Jakarta (ANTARA) - Dokter spesialis anak konsultan Prof. Dr. dr. Sudung O. Pardede, Sp.A(K) mengatakan pemberian obat penawar fomepizole setidaknya memunculkan suatu harapan dalam proses perbaikan kondisi pasien gangguan ginjal akut progresif atipikal di Rumah Sakit Cipto Mangunkusumo.
“Setelah kami berikan, sebagian ada yang memberikan hasil yang baik atau ada perkembangan yang baik, tapi ada juga yang tidak. Sehingga meskipun demikian hasilnya, ada suatu harapan. Tapi belum dapat kami simpulkan bahwa obat itu obat yang sangat baik,” kata dokter dari Divisi Nefrologi dari RSUPN dr. Cipto Mangunkusumo (RSCM) itu dalam bincang virtual di Jakarta, Senin.
Dia menjelaskan bahwa mulanya dokter mencurigai salah satu penyebab gangguan ginjal akut progresif atipikal yaitu ethylene glycol (EG) sehingga berusaha untuk mencari obat penawar atau antidotum dari luar negeri.
“Femopizole tidak ada di Indonesia, ternyata ada di Singapura. Kemudian kami berikan kepada pasien-pasien kami di RSCM,” katanya.
Dia menegaskan bahwa jika terdapat anak yang sembuh, belum tentu hal tersebut dikarenakan pemberian obat fomepizole. Begitu pula sebaliknya, jika terdapat anak yang tidak sembuh maka belum tentu karena tidak mendapatkan obat tersebut.
“Kenapa? Karena seorang anak yang sakit, kalau kita obati, ada banyak faktor yang berperan terhadap kesembuhan seorang anak,” katanya.
Faktor-faktor yang berperan tersebut bisa saja terkait salah satunya dengan usia mengingat bayi dan anak memiliki proses penyembuhan yang berbeda.

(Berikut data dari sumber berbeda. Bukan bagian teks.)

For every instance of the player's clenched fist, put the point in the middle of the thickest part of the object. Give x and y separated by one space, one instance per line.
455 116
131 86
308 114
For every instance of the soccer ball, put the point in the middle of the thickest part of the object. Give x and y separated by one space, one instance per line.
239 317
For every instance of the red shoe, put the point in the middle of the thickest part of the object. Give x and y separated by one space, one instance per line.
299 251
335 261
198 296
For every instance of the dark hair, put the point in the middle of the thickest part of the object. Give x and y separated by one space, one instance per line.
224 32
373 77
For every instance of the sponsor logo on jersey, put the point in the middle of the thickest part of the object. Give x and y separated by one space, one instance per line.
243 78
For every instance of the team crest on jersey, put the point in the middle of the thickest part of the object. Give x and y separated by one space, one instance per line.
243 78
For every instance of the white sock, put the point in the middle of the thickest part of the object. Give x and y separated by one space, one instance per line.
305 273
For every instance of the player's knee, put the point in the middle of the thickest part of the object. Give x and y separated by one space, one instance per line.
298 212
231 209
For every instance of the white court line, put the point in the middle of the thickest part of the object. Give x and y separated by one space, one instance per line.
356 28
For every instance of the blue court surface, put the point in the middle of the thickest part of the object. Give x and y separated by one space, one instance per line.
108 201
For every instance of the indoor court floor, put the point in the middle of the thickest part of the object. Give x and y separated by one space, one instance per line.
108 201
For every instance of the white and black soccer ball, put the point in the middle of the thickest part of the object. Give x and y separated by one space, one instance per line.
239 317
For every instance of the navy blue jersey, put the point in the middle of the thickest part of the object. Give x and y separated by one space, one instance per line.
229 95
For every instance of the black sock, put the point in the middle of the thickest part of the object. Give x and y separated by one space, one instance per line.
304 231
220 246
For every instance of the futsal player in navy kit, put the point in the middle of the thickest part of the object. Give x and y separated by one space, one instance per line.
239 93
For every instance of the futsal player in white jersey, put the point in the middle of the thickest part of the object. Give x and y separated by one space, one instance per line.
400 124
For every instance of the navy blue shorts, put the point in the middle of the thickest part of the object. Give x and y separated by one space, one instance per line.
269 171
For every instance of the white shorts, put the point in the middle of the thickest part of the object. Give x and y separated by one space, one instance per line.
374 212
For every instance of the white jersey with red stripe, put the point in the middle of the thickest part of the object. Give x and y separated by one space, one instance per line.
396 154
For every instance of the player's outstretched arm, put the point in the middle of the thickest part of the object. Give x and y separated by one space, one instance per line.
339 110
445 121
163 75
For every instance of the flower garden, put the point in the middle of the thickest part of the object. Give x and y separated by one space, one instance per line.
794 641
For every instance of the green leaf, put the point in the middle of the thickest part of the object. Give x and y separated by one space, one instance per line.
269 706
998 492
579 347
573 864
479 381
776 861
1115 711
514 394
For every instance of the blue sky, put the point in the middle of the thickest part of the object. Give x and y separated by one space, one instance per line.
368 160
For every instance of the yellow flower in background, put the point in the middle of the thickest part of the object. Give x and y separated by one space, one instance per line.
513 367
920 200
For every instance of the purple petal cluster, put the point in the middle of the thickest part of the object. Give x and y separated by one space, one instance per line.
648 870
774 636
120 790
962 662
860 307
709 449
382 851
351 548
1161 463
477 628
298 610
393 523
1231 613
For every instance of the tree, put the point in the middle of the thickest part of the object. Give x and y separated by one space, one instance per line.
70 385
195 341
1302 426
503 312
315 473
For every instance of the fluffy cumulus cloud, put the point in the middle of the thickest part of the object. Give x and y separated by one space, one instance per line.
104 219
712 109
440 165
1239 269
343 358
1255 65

Kemudian ada pula faktor lain seperti kadar gizi pada anak, waktu kedatangan ke rumah sakit apakah datang dalam keadaan ringan atau parah, terdapat komplikasi lain atau tidak, hingga bagaimana tata laksana yang dilakukan.
Menurut Sudung, gangguan ginjal akut yang biasa pada umumnya dapat sembuh dengan baik. Akan tetapi, gangguan ginjal akut progresif atipikal merupakan kasus yang baru muncul kali ini sehingga para ahli dan tenaga kesehatan masih melakukan penyelidikan.
Dia mengatakan fungsi ginjal semestinya bisa pulih seperti semula pada anak dengan gangguan ginjal akut. Namun, hal tersebut bergantung pada tingkat keparahan atau tingkat kerusakan ginjal sewaktu anak pertama kali dirujuk ke rumah sakit.
Pada pasien yang sudah dinyatakan sembuh, Sudung menggarisbawahi pentingnya dokter untuk memantau kondisi lebih jauh lagi, apakah terdapat kemungkinan untuk menjadi penyakit ginjal kronik di kemudian hari atau tidak. Apabila kemungkinan tersebut muncul, diharapkan deteksi dini bisa dilakukan.
“Oleh karena itu meskipun sudah sembuh, kami masih perlu mengevaluasi lebih lanjut bagaimana nanti perkembangannya. Biasanya dikatakan sembuh itu setelah diperiksa lewat urine-nya normal, kemudian nanti baru pulang dalam keadaan baik,” katanya.